В печи сушился хворост для розжига, на который и улёгся Шурик. Хворост служил ему и мягкой подстилкой, и защитой от плохо собранной золы. Улёгшись поудобнее, чтобы можно было достать чугунок с едой, он снял крышку и начал есть. Горячая пища, горячая печь давала ему двойное удовлетворение. Видимо, он уже не раз устраивал для себя такой кайф.
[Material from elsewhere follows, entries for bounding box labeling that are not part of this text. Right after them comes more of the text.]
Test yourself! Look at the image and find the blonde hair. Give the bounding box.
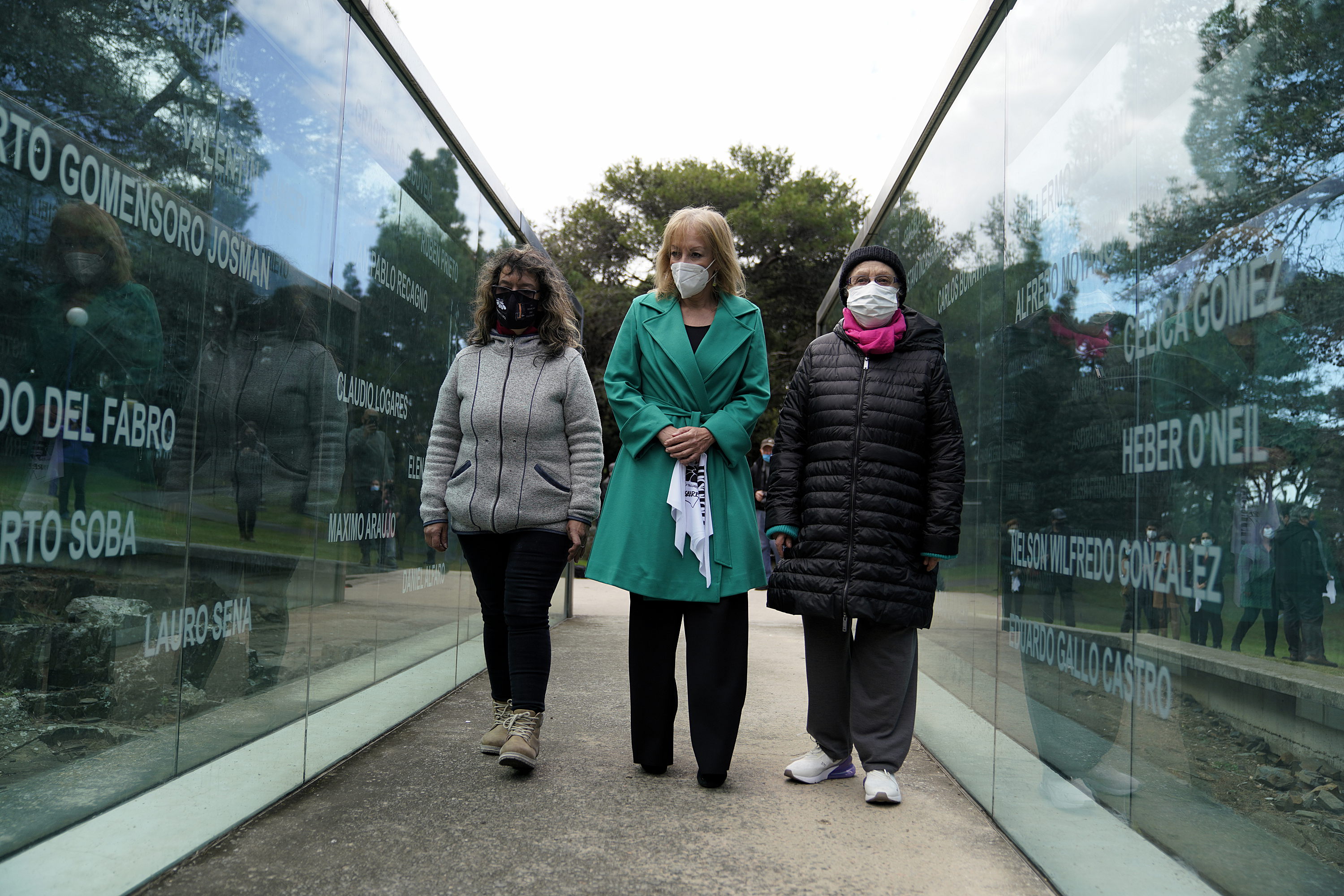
[466,246,581,359]
[653,206,747,298]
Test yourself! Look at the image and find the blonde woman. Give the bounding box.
[587,208,770,787]
[421,247,602,771]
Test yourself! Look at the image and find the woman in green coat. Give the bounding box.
[587,208,770,787]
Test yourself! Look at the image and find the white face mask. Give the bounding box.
[66,253,108,286]
[672,262,710,298]
[845,281,900,329]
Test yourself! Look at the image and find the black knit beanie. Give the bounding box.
[840,246,906,304]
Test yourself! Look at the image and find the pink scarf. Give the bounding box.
[844,308,906,355]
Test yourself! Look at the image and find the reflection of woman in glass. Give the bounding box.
[999,520,1027,631]
[1232,525,1278,657]
[1185,532,1223,647]
[234,420,269,541]
[168,285,345,686]
[30,203,163,400]
[181,286,345,517]
[28,203,163,502]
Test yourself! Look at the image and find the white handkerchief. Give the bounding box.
[668,454,714,588]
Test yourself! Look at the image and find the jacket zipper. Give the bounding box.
[491,340,513,529]
[840,355,868,631]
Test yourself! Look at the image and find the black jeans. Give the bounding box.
[630,594,753,775]
[457,531,570,712]
[355,484,392,566]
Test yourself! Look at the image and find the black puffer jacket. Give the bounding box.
[766,310,966,629]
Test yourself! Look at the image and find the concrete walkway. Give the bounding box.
[142,582,1052,896]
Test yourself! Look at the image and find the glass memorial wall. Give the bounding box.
[829,0,1344,895]
[0,0,532,856]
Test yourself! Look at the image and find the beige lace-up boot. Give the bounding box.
[500,709,543,771]
[481,700,513,756]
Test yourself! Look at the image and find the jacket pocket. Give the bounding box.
[532,463,570,492]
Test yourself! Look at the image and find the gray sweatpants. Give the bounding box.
[802,617,919,772]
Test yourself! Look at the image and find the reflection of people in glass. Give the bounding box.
[1120,523,1159,634]
[1274,504,1339,666]
[169,286,345,685]
[1153,529,1181,641]
[1185,532,1227,647]
[999,520,1027,631]
[234,420,267,541]
[1231,525,1278,657]
[28,203,163,502]
[1040,508,1075,627]
[345,411,395,566]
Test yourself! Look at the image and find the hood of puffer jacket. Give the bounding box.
[832,308,943,352]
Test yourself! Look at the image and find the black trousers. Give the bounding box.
[56,463,89,514]
[1040,572,1074,629]
[630,594,747,774]
[457,531,570,712]
[1185,598,1223,647]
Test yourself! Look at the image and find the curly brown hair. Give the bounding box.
[466,246,579,359]
[42,201,130,287]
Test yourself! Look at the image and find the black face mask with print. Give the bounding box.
[495,286,542,329]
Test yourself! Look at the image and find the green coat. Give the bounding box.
[587,293,770,603]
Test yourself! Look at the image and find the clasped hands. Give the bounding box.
[657,426,714,465]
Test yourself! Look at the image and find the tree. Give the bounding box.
[543,145,866,457]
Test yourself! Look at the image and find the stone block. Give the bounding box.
[0,625,51,690]
[1316,790,1344,815]
[1293,768,1328,790]
[1255,766,1297,790]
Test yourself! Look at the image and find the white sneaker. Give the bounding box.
[1083,766,1144,797]
[863,768,900,803]
[784,747,853,785]
[1040,768,1097,811]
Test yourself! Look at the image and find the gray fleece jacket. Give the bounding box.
[421,336,602,533]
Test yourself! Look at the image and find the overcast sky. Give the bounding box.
[391,0,977,226]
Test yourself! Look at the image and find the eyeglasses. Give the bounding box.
[849,274,896,286]
[491,285,536,302]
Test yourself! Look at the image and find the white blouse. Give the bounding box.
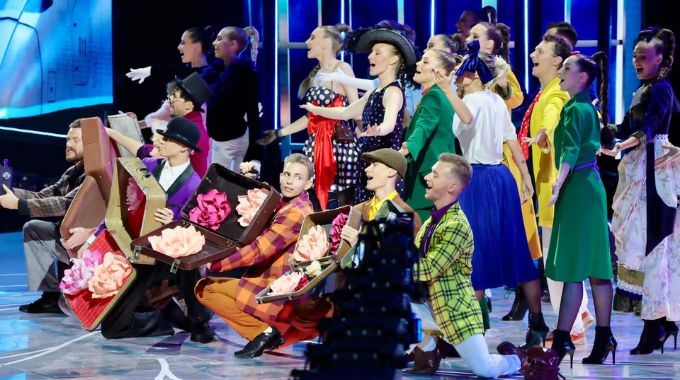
[453,90,517,165]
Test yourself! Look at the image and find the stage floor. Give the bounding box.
[0,233,680,380]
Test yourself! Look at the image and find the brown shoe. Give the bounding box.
[411,347,442,375]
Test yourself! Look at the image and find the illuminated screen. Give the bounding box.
[0,0,113,119]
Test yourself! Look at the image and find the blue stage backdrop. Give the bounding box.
[0,0,113,119]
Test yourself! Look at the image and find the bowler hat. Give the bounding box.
[361,148,407,178]
[156,116,201,152]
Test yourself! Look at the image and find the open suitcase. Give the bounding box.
[132,164,281,273]
[255,206,361,303]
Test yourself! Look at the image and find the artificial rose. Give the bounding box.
[293,226,329,262]
[59,249,103,295]
[189,189,231,230]
[125,177,144,211]
[87,252,132,298]
[269,270,305,296]
[331,213,348,255]
[149,226,205,258]
[305,260,322,278]
[236,189,269,227]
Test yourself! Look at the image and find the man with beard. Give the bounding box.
[0,119,85,313]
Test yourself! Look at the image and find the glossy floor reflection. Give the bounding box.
[0,233,680,380]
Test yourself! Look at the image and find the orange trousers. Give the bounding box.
[195,277,269,340]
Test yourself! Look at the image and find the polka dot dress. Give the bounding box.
[354,81,404,204]
[303,87,360,192]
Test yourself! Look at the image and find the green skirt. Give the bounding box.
[545,167,613,282]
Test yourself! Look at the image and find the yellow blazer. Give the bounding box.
[529,77,569,228]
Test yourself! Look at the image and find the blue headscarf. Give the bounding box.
[456,40,494,84]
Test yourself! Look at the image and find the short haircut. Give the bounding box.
[283,153,314,179]
[68,119,82,129]
[439,153,472,187]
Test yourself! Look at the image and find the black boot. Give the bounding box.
[657,321,678,353]
[552,330,576,368]
[19,292,63,314]
[630,318,666,355]
[583,326,617,364]
[234,327,283,359]
[522,312,550,349]
[501,288,529,321]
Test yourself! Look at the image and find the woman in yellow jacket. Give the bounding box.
[468,22,541,321]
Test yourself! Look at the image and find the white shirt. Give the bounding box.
[158,160,191,191]
[453,90,517,165]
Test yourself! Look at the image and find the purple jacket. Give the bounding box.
[142,158,201,220]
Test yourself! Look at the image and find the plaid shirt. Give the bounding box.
[220,193,313,323]
[414,203,484,344]
[13,162,85,218]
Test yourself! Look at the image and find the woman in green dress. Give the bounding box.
[399,48,460,220]
[545,52,616,364]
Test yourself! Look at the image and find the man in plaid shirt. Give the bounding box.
[411,153,520,377]
[195,153,314,359]
[0,119,85,313]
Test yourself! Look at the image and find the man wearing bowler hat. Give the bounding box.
[101,117,215,343]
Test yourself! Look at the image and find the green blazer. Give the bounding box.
[413,203,484,344]
[404,84,456,220]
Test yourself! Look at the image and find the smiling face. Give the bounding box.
[364,161,397,191]
[368,42,399,77]
[466,23,494,54]
[279,162,312,198]
[413,50,441,87]
[633,41,663,80]
[66,128,83,163]
[305,28,331,59]
[177,32,203,63]
[425,160,461,204]
[557,56,588,94]
[529,41,562,79]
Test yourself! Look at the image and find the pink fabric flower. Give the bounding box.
[293,226,329,262]
[331,213,348,255]
[125,177,144,211]
[87,252,132,298]
[149,226,205,258]
[189,189,231,230]
[236,189,269,227]
[269,270,306,296]
[59,249,103,295]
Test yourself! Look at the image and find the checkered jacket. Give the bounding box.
[414,203,484,344]
[12,162,85,218]
[220,193,313,324]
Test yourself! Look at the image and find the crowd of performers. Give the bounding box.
[0,7,680,377]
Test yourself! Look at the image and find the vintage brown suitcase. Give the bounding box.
[255,206,361,303]
[59,176,106,258]
[132,164,281,272]
[64,230,137,331]
[106,157,167,264]
[80,117,117,202]
[108,113,144,157]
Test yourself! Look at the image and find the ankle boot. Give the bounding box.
[522,312,550,348]
[630,318,666,355]
[583,326,617,364]
[501,288,529,321]
[552,330,576,368]
[657,321,678,353]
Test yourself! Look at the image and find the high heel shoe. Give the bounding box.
[552,330,576,368]
[582,326,618,364]
[521,312,550,349]
[501,288,529,321]
[659,321,678,354]
[630,319,665,355]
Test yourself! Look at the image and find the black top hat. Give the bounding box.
[354,28,418,66]
[156,116,201,152]
[175,73,212,108]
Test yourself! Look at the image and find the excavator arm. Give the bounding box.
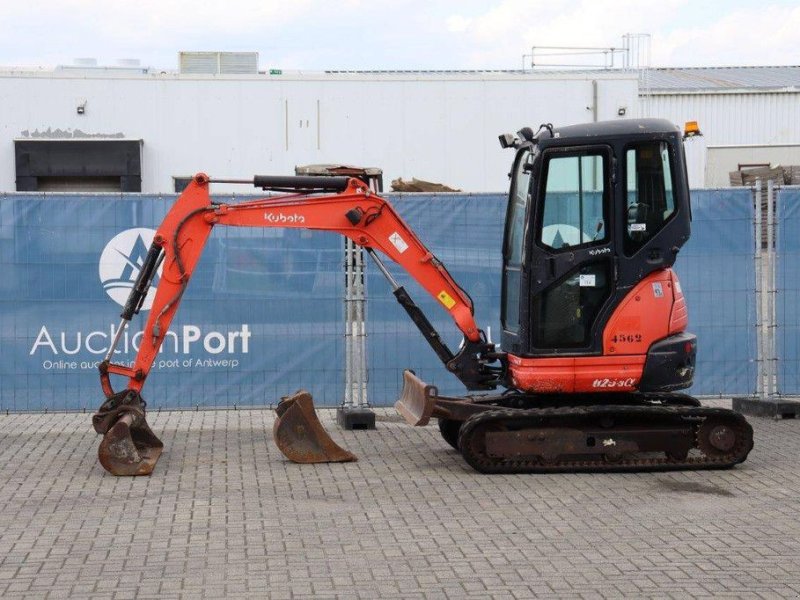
[93,174,503,474]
Насытившись, Шурик откинулся на хворост, продлевая минуты блаженства, и даже закрыл глаза. Но блаженствовать ему долго не пришлось, кто-то громыхнул щеколдой, и чьи-то шаги послышались в сенях. Чтобы не быть уличённым в таком несвойственном деянии, он быстро закрыл изнутри заслонку, лишив тем самым себя не только видимости, но и притока воздуха.
В дом кто-то вошёл, но стоял и молчал, после минутного молчания прошёлся по всему дому, ища хозяев, и не увидев никого, позвал:
— Дарья!
«Ага, бабка Прасковья», — узнал её по голосу Шурик, но открывать заслонку не решился.
Бабка, походив по дому, вышла в сени, вновь позвала и вернулась в дом.
В печи становилось так жарко, что волосы Шурика слиплись от стекающего пота, кожа, казалось, вот-вот лопнет от жары и появилась резь в глазах. Как ни хотелось выявлять себя, но деваться было некуда и надо было вылезать. Он подполз к заслонке, протянул к ней руки и начал, как показалось Шурику, уже открывать. Заслонка открылась вдруг сама.
Бабка Прасковья, обойдя весь дом и никого не найдя, по своей любопытной натуре захотела заглянуть в печь, что же там у невестки стоит и как она ведёт хозяйство. Открывая заслонку, она немного согнулась, подалась вперёд, чтобы лучше рассмотреть, и тут почти столкнулась лбом с Шуриком. Прасковья вдруг увидела перед своими глазами красное, измазанное сажей и страшное лицо с выпученными глазами и взлохмаченными волосами. От испуга она выронила заслонку, отшатнулась от печи, и что было мочи закричала:
— Чёрт! Чёрт! – и распахнув двери, выскочила на улицу.
Шурик не мог больше сидеть в печи, быстро вылез оттуда и скорее подскочил к окну, чтобы поглядеть, где же находится бабка и не предпримет ли она что-либо в ответ на эту «шутку». Сквозь узкую не замёрзшую полоску стекла, он успел заметить, как мелькнул за поворотом подол бабкиной чёрной юбки.
— Спринтер! — изумился Шурик.
Об этом случае он матери не рассказал, ожидая, что она узнает все от бабки и ему будет нахлобучка. Но бабка почему-то об этом случае никому не рассказала.
Что случилось с бабкиным мировоззрением трудно сказать, но с тех пор Прасковья в Дарьин дом не заходила.